Public participation should serve experience, art, and connection, not sales funnels, promotional occupation, or extraction disguised as community.
-
Question 05
What authorship trace is enough?
The salon needs a way to welcome human-AI boundary-pushing while refusing bot floods, contextless generation, and contributions with no human-facing purpose.
-
Question 06
How can AI teach without taking over?
Synthetic artists should be able to push backgrounds, sound, room behavior, and atmosphere beyond familiar taste while authorship and override remain intact.
-
Question 07
What happens when collective authorship has a human veto?
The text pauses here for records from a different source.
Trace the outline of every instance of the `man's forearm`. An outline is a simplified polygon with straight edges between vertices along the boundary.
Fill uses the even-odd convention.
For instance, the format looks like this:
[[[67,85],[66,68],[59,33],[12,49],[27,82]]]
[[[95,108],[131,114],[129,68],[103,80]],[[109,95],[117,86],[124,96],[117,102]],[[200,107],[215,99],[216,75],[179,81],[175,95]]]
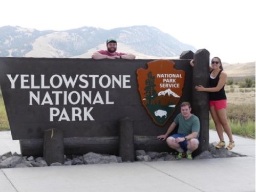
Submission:
[[[107,55],[102,55],[99,53],[94,53],[92,55],[92,58],[94,59],[105,59],[107,57]]]
[[[193,138],[197,138],[198,135],[198,133],[197,132],[193,132],[192,133],[190,134],[189,135],[188,135],[186,136],[185,136],[185,138],[187,140],[189,140],[189,139],[191,139]]]
[[[135,55],[132,54],[127,54],[126,55],[122,55],[121,56],[122,59],[134,59],[136,57]]]

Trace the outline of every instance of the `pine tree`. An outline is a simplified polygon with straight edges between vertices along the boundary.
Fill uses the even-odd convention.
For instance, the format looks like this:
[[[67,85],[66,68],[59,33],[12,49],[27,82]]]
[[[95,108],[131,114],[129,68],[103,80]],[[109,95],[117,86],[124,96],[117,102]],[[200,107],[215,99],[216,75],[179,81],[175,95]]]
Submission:
[[[148,101],[148,104],[151,105],[152,100],[157,96],[157,92],[155,90],[155,76],[152,76],[151,72],[147,73],[147,79],[145,81],[146,86],[144,90],[144,94],[146,99]]]

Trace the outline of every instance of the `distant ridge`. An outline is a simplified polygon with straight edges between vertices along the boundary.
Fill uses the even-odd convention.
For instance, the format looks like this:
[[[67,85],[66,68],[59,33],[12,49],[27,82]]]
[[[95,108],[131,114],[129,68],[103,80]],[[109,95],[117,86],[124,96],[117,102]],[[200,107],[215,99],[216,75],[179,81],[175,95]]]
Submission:
[[[118,46],[122,44],[143,57],[173,57],[184,51],[196,51],[193,46],[146,26],[109,30],[84,27],[61,31],[5,26],[0,28],[0,56],[89,58],[87,53],[105,45],[110,37],[117,40]]]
Room 06 keeps this contradiction visible: authorship can remain difficult to locate, while the public work still names the hand that can accept, refuse, revert, or redirect it.
Temporary law
Directives currently haunting the building.
Studio keys
Artist-citizens receive temporary access, never ownership.
Opening-night archive
The archive seals the residue without making it obedient.
No opening-night state has been sealed in this browser yet.